Евгения, опять прислушиваясь, настороженно приподняла черные дуги бровей.

– Спит, верно. Может, еще и отлежится. Я спрашивала у мамы, – заговорила она на всякий случай опять шепотом, – неужели, говорю, уж сердце материнское ничего не подсказало? «Подсказало, говорит. Я в ту ночь, говорит, три раза в сени выходила да спрашивала, кто на крыльце. А светать-то стало, меня, говорит, так и ткнуло в сердце. Как ножом». Это она мне сказывала, не скрывала. И про то говорила, как сапоги на крыльце увидела. Подумай-ко, какая девка была. Сама помираю, жизнь молодую гублю, а про матерь помню. Сам знашь, как с обуткой в войну было. Мы, бывалоче, на сплаве босиком бродим, а по реке-то лед несет. И вот Санюшка с жизнью прощается, а про матерь не забывает, о матери последняя забота. Босиком на казнь идет. Так мама по ейным следочкам и прибежала на гумно. Не рано уж было, на другой день Покрова – каждый пальчик на снегу видно. Прибежала – а что, чем поможешь? Она уж, Санюшка-та, холодная, на пояску домотканом висит, а в сторонке ватничек честь по чести сложен и платок теплый на нем: носи, родная, на здоровье, вспоминай меня, горемычную…

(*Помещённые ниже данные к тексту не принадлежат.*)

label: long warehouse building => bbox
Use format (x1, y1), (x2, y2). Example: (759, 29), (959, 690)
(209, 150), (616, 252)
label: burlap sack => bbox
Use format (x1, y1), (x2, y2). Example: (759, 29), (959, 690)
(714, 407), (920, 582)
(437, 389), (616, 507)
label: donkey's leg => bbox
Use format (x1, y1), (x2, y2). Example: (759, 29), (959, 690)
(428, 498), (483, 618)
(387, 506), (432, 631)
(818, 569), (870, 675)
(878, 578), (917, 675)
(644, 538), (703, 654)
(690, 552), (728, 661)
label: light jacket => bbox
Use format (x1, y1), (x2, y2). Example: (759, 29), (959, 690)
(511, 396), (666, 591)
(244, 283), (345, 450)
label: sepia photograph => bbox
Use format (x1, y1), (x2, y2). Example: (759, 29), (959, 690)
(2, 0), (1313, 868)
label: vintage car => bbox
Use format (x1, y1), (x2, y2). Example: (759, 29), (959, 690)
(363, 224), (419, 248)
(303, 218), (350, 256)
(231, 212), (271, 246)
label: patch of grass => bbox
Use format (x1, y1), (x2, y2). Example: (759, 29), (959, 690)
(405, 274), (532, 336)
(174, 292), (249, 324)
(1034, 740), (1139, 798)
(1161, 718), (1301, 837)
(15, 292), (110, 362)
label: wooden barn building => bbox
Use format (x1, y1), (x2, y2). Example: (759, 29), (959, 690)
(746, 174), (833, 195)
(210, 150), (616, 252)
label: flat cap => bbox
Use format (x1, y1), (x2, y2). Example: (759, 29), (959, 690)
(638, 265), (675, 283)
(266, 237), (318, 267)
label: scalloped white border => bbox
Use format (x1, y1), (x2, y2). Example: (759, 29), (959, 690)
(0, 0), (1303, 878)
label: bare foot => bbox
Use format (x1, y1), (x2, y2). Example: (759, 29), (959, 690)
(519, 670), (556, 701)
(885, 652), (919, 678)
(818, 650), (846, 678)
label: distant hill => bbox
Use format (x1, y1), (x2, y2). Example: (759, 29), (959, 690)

Дождь на улице не прекращался. Старинные зарадужелые стекла в рамах всхлипывали как живые, и мне все казалось, что там, за окошками, кто-то тихонько плачет и скребется.

Евгения, словно читая мои мысли, сказала:

– Я страсть боюсь жить в этом доме. Мне уж не ночевать одной. Я не мама. Зимой как завоет-завоет во всех печах да трубах, да кольцо на крыльце забрякает – хоть с ума сходи. Я попервости все Максима уговаривала: давай жить дома. Чего мы не видали на чужой стороне? А теперь, пожалуй, и я нажилась. Зимой от нас и дороги к людям нету. На лыжах в Русиху ходим…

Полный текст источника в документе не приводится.